Befürworter finanzieller Anonymität haben ihre Unzufriedenheit über die ihrer Ansicht nach übertriebene Härte des Strafmaßes für den Entwickler von Samourai Wallet, Keonne Rodriguez, zum Ausdruck gebracht.
Datenschützer wehren sich gegen die ihrer Ansicht nach regulatorische Feindseligkeit gegenüber datenschutzverbessernden Krypto-Tools und mobilisieren Unterstützung, um ihre Lobbyarbeit möglicherweise bis ins Weiße Haus auszuweiten.
Die Bitcoin Community missbilligt das Urteil gegen den Entwickler Samourai
Das Bitcoin Policy Institute und mehrere bekannte libertäre Aktivisten sammeln Unterstützung, nachdem der Entwickler der Samourai Wallet, Keonne Rodriguez, wegen des Betriebs eines nicht lizenzierten Geldtransfergeschäfts zu fünf Jahren Gefängnis verurteilt wurde.
Der Fall wird als Teil eines zunehmenden Vorgehens gegen finanzielle Anonymität betrachtet.
Angela McArdle, Vorsitzende des Libertarian National Committee und bekannte Bitcoin Befürworterin, postete auf X.
„Das Urteil im Fall Samourai Wallet ist katastrophal. Ich arbeite daran. Ich bearbeite viele solcher Fälle. BitcoinBefürworter müssen jetzt ihren Einfluss geltend machen. Ihr müsst die Regierung kontaktieren. Vor politisch korrekten Gerichten werden wir nicht gewinnen.
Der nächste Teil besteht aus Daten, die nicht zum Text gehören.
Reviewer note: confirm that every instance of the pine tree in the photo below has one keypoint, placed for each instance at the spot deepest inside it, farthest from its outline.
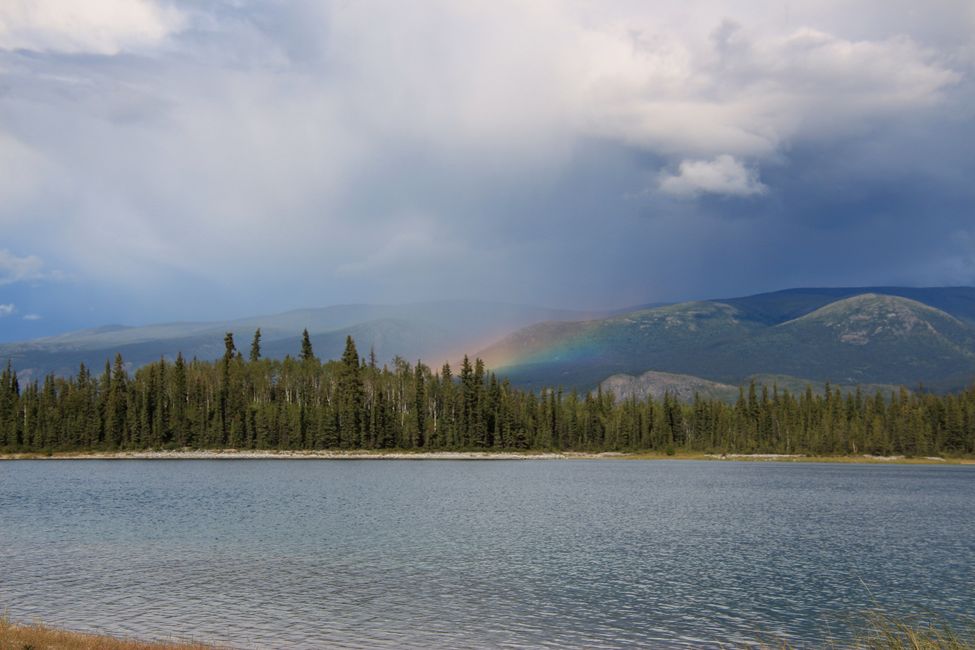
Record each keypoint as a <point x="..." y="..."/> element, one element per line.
<point x="256" y="346"/>
<point x="307" y="354"/>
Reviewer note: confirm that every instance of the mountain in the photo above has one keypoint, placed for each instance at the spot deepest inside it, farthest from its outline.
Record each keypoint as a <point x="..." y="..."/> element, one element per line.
<point x="658" y="384"/>
<point x="432" y="331"/>
<point x="878" y="336"/>
<point x="847" y="336"/>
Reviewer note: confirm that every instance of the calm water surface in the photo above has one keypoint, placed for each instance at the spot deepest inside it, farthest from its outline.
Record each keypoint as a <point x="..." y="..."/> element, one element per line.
<point x="276" y="553"/>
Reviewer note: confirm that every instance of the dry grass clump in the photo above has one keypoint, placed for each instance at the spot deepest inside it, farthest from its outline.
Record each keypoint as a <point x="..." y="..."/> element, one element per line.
<point x="40" y="637"/>
<point x="886" y="633"/>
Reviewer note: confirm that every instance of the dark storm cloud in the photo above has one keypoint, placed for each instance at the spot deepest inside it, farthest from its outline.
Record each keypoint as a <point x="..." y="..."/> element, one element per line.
<point x="179" y="160"/>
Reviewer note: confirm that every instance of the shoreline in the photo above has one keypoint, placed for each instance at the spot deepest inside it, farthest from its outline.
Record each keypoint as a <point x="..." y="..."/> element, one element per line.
<point x="271" y="454"/>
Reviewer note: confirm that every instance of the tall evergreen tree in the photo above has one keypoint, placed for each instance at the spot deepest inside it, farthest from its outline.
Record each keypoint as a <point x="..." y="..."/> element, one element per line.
<point x="256" y="346"/>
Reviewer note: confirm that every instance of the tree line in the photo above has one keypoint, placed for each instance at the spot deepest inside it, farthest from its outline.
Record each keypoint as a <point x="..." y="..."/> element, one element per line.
<point x="354" y="403"/>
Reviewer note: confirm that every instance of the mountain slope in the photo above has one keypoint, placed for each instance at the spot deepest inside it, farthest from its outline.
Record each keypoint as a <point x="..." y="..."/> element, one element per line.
<point x="434" y="331"/>
<point x="869" y="338"/>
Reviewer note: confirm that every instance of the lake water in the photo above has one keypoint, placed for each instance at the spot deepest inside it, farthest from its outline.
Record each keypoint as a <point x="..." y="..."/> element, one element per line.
<point x="313" y="553"/>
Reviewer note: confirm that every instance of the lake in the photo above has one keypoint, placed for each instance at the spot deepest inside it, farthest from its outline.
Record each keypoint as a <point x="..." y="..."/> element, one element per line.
<point x="588" y="553"/>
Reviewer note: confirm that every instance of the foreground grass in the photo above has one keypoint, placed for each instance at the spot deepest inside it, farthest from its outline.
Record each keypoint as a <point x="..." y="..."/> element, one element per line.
<point x="884" y="632"/>
<point x="40" y="637"/>
<point x="880" y="632"/>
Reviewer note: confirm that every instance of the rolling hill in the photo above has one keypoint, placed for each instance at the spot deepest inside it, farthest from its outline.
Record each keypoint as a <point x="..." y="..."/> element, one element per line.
<point x="847" y="336"/>
<point x="434" y="331"/>
<point x="876" y="336"/>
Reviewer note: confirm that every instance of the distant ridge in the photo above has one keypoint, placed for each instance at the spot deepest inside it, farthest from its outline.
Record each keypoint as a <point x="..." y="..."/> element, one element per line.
<point x="886" y="336"/>
<point x="870" y="335"/>
<point x="433" y="331"/>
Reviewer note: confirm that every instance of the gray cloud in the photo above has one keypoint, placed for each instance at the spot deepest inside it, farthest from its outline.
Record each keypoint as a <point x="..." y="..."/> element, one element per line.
<point x="248" y="156"/>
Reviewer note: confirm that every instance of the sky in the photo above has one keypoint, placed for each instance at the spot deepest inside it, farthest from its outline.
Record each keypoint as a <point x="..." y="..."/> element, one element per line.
<point x="183" y="160"/>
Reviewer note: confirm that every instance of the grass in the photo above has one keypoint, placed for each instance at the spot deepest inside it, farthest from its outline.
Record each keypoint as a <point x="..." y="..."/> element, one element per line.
<point x="886" y="633"/>
<point x="41" y="637"/>
<point x="880" y="632"/>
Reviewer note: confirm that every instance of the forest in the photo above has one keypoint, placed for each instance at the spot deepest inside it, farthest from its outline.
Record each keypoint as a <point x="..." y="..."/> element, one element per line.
<point x="251" y="402"/>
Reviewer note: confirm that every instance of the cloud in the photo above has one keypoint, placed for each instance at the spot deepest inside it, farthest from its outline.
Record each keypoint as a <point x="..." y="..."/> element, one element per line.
<point x="14" y="268"/>
<point x="310" y="135"/>
<point x="722" y="175"/>
<point x="91" y="26"/>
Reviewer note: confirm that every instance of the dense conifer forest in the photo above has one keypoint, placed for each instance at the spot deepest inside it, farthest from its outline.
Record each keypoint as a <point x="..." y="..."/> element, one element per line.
<point x="354" y="403"/>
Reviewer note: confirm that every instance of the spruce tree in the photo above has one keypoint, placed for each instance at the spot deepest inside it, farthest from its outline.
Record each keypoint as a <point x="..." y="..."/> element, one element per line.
<point x="307" y="354"/>
<point x="256" y="346"/>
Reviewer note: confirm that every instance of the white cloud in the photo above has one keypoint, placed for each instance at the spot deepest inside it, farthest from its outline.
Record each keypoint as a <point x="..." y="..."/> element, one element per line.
<point x="84" y="26"/>
<point x="14" y="268"/>
<point x="722" y="175"/>
<point x="299" y="131"/>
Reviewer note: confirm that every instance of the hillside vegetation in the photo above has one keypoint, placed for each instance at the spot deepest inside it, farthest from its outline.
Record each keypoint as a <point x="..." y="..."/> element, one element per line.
<point x="870" y="338"/>
<point x="302" y="403"/>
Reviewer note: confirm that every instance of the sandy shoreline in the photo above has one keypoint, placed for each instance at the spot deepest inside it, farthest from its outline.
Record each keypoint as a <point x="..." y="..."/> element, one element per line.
<point x="251" y="454"/>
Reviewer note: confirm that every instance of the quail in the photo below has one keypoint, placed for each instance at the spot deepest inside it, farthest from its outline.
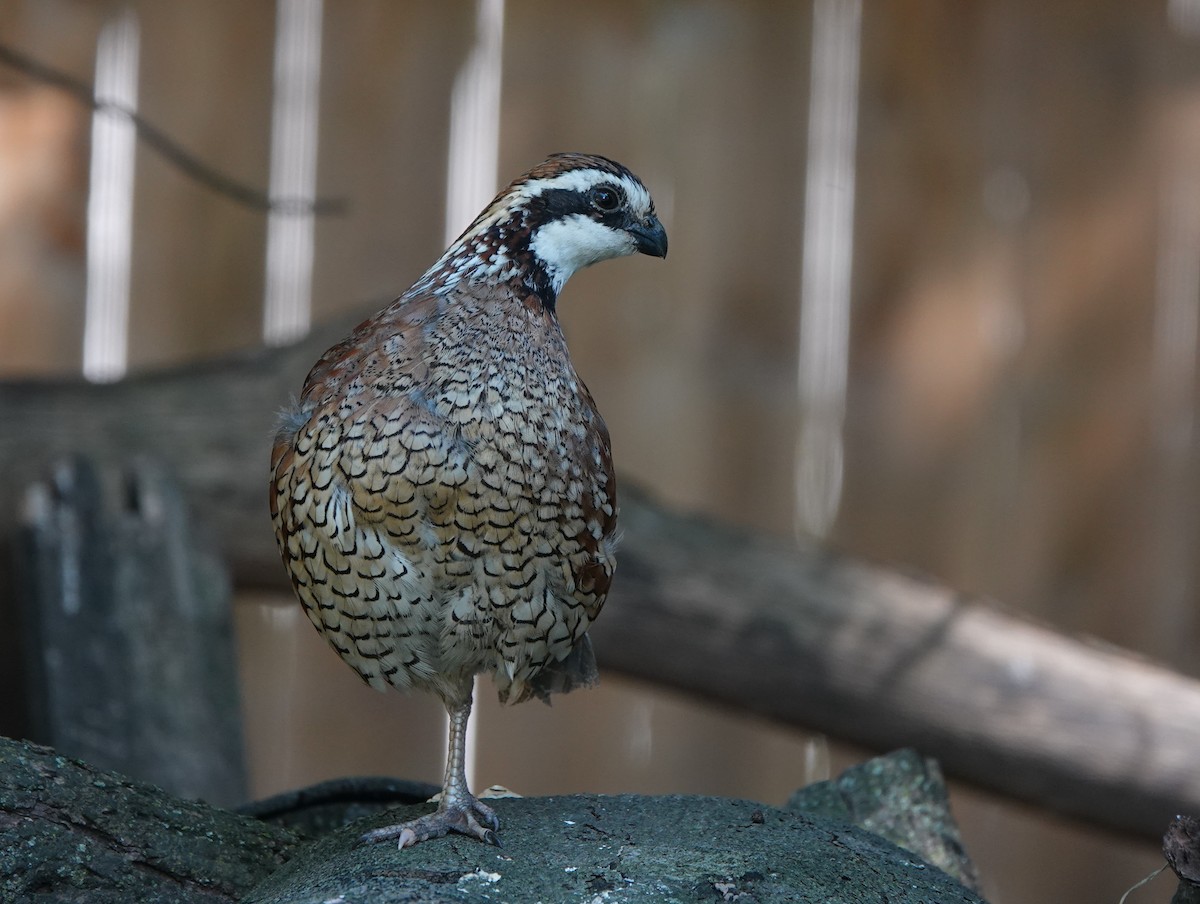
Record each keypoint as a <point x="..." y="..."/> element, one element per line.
<point x="443" y="490"/>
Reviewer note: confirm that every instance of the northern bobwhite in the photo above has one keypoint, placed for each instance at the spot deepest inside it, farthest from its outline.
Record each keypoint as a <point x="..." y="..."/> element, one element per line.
<point x="443" y="491"/>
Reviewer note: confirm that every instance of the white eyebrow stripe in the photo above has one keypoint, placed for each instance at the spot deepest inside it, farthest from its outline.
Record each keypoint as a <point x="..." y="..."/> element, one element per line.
<point x="583" y="179"/>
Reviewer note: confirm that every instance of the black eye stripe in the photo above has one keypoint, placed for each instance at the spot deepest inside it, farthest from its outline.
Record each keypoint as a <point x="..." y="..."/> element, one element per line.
<point x="606" y="197"/>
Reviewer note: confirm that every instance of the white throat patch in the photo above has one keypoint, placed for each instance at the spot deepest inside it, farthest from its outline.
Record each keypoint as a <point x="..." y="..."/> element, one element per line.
<point x="573" y="243"/>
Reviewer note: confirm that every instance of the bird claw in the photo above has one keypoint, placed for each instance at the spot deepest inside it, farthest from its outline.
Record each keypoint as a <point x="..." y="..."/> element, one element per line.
<point x="472" y="819"/>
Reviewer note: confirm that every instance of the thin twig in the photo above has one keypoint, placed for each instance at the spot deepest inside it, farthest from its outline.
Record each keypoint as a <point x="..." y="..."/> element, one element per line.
<point x="168" y="148"/>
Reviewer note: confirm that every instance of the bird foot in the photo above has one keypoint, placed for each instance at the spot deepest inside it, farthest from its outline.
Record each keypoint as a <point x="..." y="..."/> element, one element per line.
<point x="469" y="818"/>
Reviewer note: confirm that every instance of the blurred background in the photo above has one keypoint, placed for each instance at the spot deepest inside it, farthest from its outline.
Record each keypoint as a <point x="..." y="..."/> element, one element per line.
<point x="933" y="295"/>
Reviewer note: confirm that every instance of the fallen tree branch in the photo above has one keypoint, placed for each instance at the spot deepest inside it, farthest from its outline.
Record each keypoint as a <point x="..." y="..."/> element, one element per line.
<point x="797" y="634"/>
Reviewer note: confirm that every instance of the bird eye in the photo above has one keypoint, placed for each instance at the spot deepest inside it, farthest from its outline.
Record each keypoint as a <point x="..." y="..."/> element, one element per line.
<point x="605" y="198"/>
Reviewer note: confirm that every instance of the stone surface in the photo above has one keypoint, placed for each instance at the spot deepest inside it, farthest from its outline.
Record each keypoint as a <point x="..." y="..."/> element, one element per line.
<point x="70" y="832"/>
<point x="900" y="796"/>
<point x="627" y="848"/>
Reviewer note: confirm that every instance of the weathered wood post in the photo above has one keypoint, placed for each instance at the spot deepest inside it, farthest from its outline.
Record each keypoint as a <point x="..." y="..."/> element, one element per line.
<point x="127" y="629"/>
Aber im Weißen Haus können wir gewinnen.“
Zack Shapiro, Mitbegründer des Bitcoin Policy Institute, einer gemeinnützigen Organisation, die Bitcoin bezogene Forschung und Interessenvertretung fördert, hat ebenfalls zu einer organisierten Kontaktaufnahme mit Gesetzgebern und der Regierung aufgerufen und McArdles Beitrag unterstützend kommentiert, indem auf X schrieb
„Für BitcoinBesitzer, die über den Ausgang des Samourai-Wallet-Verfahrens verärgert sind, ist dies unsere beste Chance für die Zukunft. @RealAngelaMc war eine der treibenden Kräfte hinter der Begnadigung von Ross, daher bitten wir Sie, sich mit jeglicher Unterstützung zu melden.“
Seine Nachricht bezieht sich auf die 2020 gestartete Begnadigungskampagne für Ross Ulbricht, den Gründer von Silk Road, die McArdle im Rahmen einer Koalition libertärer Aktivisten und Bitcoin . Die Trump-Regierung begnadigte Ulbricht im Januar 2025, wie Cryptopolitan damals berichtete
Krypto-Lobbyisten erobern die Front für den Datenschutz
Am 6. November 2025 verurteilte Richterin Denise L. Cote Rodriguez zu 60 Monaten Haft in einem Bundesgefängnis und beendete damit einen Rechtsstreit, der mit der Verhaftung von Rodriguez und Lonergan Hill im April 2024 begonnen hatte. Beide hatten sich am 30. Juli 2025 der Verschwörung schuldig bekannt.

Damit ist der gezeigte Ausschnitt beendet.